韓国最大手のファッションプラットフォーム「MUSINSA(ムシンサ)」が、またしても流通業界の歴史を塗り替えた。オンラインとオフラインを融合させた大規模セール「2026 ム신사 ムジンジャン 夏のブラックフライデー(以下、ムジンジャン)」が記録的な大ヒットを収め、Kファッションの圧倒的な市場支配力を証明した。
ムシンサは26日、今月14日から24日までの11日間にわたり開催した同イベントにおいて、オン・オフライン合算の累計取扱高が2830億ウォンを突破したと発表した。このうちオンラインストアの取扱高だけで2658億ウォンに達し、夏のブラックフライデーとしての過去最高記録を大幅に更新した。
今回のイベント期間中、オンラインストアでは1時間あたり約10億ウォン、1分あたり約1680万ウォンのペースで商品が売れ続けた。累計販売数は約775万個に肉박。これは1分間に約489個ずつ配送された計算になる。
ムシンサ側は、その圧倒的な物量を独自の指標で説明した。「ストアで最も多く使用される宅配ボックス3号(高さ15cm・横35cm・縦18cm)の底面積に換算すると、米LAドジャースの本拠地である『ユニクロ・フィールド・アット・ドジャースタジアム』の競技エリアの約48倍に達する規模だ」という。
今年で5周年を迎えた「ムジンジャン」は、従来のオンライン中心の枠組みを破り、ソウルのトレンド発信地である聖水(ソンス)・ソウルの森エリアをはじめ、全国のオフラインストアへと舞台を広げた。結果、期間中にムシンサのオフラインストアおよびSPAブランド「ムシンサ スタンダード」の店舗を訪れた客数は、約220万人に達した。オン・オフラインの完璧なオムニチャネル戦略が奏功した格好だ。
特にムシンサのエコシステム(生態系)内で中小・新興の入入ブランドが爆発的な成長を遂げている点だ。
期間中、取扱高1億ウォン以上を記録したブランドは470個に上った。これは、夏のブラックフライデーが初めて開催された2022年と比較して5倍以上の規模だ。さらに、1億ウォン以上を売り上げたブランドのうち、韓国のローカルブランドの比率が85%以上を占めた。
具体的な成功事例も相次いでいる。今年新規入店したライフスタイル・シューズブランド「PINOKI(ピノキ)」は期間中に3億ウォン以上の取扱高を記録。ウィメンズブランドの「2nd SOLT(セカンドソルト)」や「LOOP(ループ)」もそれぞれ2億ウォンを超える売上を叩き出し、ムシンサが「ヒットブランドの登竜門」であることを改めて印象づけた。
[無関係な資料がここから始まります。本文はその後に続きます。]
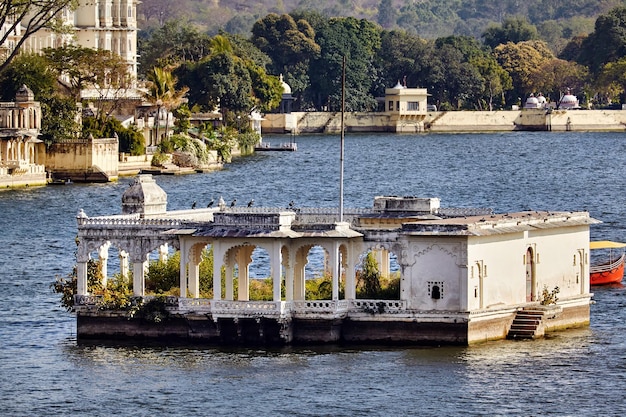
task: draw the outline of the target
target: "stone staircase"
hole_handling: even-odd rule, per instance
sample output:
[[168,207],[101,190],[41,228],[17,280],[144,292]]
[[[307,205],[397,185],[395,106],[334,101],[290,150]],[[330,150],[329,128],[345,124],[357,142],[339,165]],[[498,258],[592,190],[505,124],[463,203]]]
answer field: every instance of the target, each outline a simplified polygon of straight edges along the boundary
[[518,310],[506,336],[507,339],[536,339],[543,336],[541,320],[544,312],[531,309]]

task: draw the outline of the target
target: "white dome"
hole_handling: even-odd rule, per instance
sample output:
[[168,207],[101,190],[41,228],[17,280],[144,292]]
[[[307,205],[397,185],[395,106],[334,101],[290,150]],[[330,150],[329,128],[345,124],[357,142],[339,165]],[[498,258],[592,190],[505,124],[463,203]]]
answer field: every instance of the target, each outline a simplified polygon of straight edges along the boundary
[[291,94],[291,87],[283,80],[283,74],[280,74],[280,83],[283,86],[283,94]]
[[539,100],[537,100],[537,97],[528,97],[528,99],[526,100],[526,104],[538,104]]
[[563,99],[561,100],[561,103],[573,103],[576,104],[578,103],[578,99],[576,98],[576,96],[573,96],[571,94],[566,94],[563,96]]

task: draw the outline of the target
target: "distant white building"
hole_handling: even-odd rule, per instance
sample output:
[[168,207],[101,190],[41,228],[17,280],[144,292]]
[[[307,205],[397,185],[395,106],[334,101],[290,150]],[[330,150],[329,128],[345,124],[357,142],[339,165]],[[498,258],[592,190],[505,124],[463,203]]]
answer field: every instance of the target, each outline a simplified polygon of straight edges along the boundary
[[[79,0],[76,10],[65,9],[58,16],[69,30],[56,33],[40,30],[29,37],[22,48],[39,53],[45,48],[74,44],[85,48],[115,52],[128,62],[129,73],[137,78],[137,3],[138,0]],[[5,24],[0,30],[7,30]],[[15,48],[20,28],[7,39],[3,49]]]
[[385,113],[395,132],[422,132],[428,111],[428,91],[425,88],[407,88],[398,82],[385,89]]
[[37,138],[41,107],[25,85],[0,103],[0,189],[46,185],[46,149]]

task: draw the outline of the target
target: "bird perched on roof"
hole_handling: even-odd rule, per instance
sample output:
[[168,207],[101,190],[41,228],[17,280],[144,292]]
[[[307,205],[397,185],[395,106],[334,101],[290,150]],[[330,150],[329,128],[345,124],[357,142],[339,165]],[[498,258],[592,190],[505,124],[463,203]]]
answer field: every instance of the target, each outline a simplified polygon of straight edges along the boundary
[[293,200],[291,200],[291,201],[289,202],[289,208],[290,208],[290,209],[292,209],[292,208],[294,208],[295,206],[296,206],[296,203],[294,203],[294,202],[293,202]]
[[206,205],[206,206],[207,206],[207,208],[209,208],[209,207],[213,207],[213,204],[214,204],[214,203],[215,203],[215,200],[214,200],[214,199],[211,199],[211,201],[209,201],[209,204],[207,204],[207,205]]
[[195,209],[196,208],[196,202],[194,201],[193,203],[191,203],[191,208]]
[[230,206],[231,207],[235,207],[236,204],[237,204],[237,199],[236,198],[233,201],[230,202]]
[[248,201],[248,207],[252,207],[253,204],[254,204],[254,199]]

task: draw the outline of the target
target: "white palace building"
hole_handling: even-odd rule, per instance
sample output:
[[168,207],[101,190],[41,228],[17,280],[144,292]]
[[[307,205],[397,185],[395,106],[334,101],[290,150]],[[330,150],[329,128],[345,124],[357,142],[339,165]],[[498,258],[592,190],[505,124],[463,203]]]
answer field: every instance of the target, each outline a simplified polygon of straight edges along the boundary
[[[225,204],[167,211],[165,192],[140,175],[122,197],[122,214],[77,216],[78,339],[467,345],[589,324],[589,227],[598,221],[587,212],[495,214],[443,208],[437,198],[376,197],[372,207],[342,217],[338,222],[334,209]],[[181,253],[182,295],[165,298],[166,319],[129,318],[102,309],[89,294],[91,256],[103,261],[106,280],[109,250],[117,248],[135,296],[150,299],[147,263],[168,247]],[[200,298],[199,289],[207,247],[214,255],[212,299]],[[314,247],[323,249],[332,276],[328,300],[305,297]],[[268,254],[271,301],[250,299],[255,248]],[[356,268],[369,251],[383,275],[395,255],[397,299],[357,298]],[[546,302],[557,287],[558,299]]]

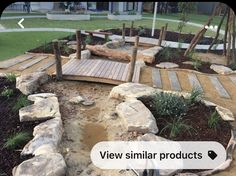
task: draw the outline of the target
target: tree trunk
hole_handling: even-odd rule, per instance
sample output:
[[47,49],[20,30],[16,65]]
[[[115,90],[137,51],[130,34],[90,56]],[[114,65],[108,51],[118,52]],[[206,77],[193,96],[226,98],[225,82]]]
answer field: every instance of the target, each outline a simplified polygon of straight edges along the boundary
[[227,44],[227,40],[228,40],[228,24],[229,24],[229,17],[230,17],[230,9],[227,12],[227,21],[225,24],[225,35],[224,35],[224,50],[223,50],[223,55],[226,56],[226,44]]
[[233,28],[233,12],[230,9],[230,16],[229,16],[229,22],[228,22],[228,46],[226,51],[226,57],[227,57],[227,65],[230,64],[232,61],[232,52],[231,52],[231,46],[232,46],[232,28]]
[[235,13],[234,13],[234,11],[232,10],[232,14],[233,14],[233,18],[232,18],[232,20],[233,20],[233,24],[232,24],[232,33],[233,33],[233,40],[232,40],[232,42],[233,42],[233,44],[232,44],[232,58],[233,58],[233,62],[234,62],[234,64],[236,64],[236,48],[235,48]]
[[[219,4],[219,3],[218,3]],[[205,23],[205,25],[203,26],[203,28],[201,30],[199,30],[198,33],[195,34],[195,36],[193,37],[188,49],[185,51],[184,56],[187,56],[190,52],[193,51],[193,49],[195,48],[195,46],[197,45],[197,43],[199,42],[199,40],[201,40],[201,38],[204,36],[204,34],[206,33],[207,29],[205,28],[205,26],[209,26],[211,24],[211,21],[213,20],[213,17],[215,16],[216,13],[216,9],[217,9],[217,5],[215,5],[214,10],[212,15],[208,18],[208,21]]]
[[215,36],[214,40],[212,41],[211,45],[209,46],[207,52],[210,52],[211,48],[212,48],[213,45],[216,43],[216,41],[217,41],[217,39],[218,39],[218,37],[219,37],[220,28],[221,28],[221,26],[222,26],[222,24],[223,24],[223,21],[224,21],[224,19],[225,19],[225,16],[226,16],[226,14],[227,14],[227,11],[228,11],[228,9],[225,10],[224,15],[223,15],[222,18],[221,18],[220,24],[218,25],[218,28],[217,28],[217,31],[216,31],[216,36]]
ムシンサの関係者は、「『ムジンジャン』は今年で5年目を迎え、オン・オフラインを網羅する韓国を代表するショッピングフェスティバルとして定着した」とし、「今後も出店ブランドがより多くの顧客と出会えるよう、差別化されたショッピング体験と成長の機会を創出していく」と述べた。
「ムジンジャン」の興行成功は、すでに予測されていた。ムシンサの足元の業績は極めて堅調だ。
同社が発表した今年第1四半期(1〜3月期)の連結連結売上高は、前年同期比24.1%増の3636億ウォン、営業利益は8.2%増の190億ウォンを記録した。これは第1四半期としては過去最高の業績である。
韓国のEC市場全体が成熟期に入り減速が懸念される中、ムシンサは徹底したブランディング、オフライン拠点への投資、そしてKファッションのグローバル化を武器に、独自の高成長を維持している。今回の「ムジンジャン」の成功により、第2四半期の業績もさらなる上振れが確実視されている。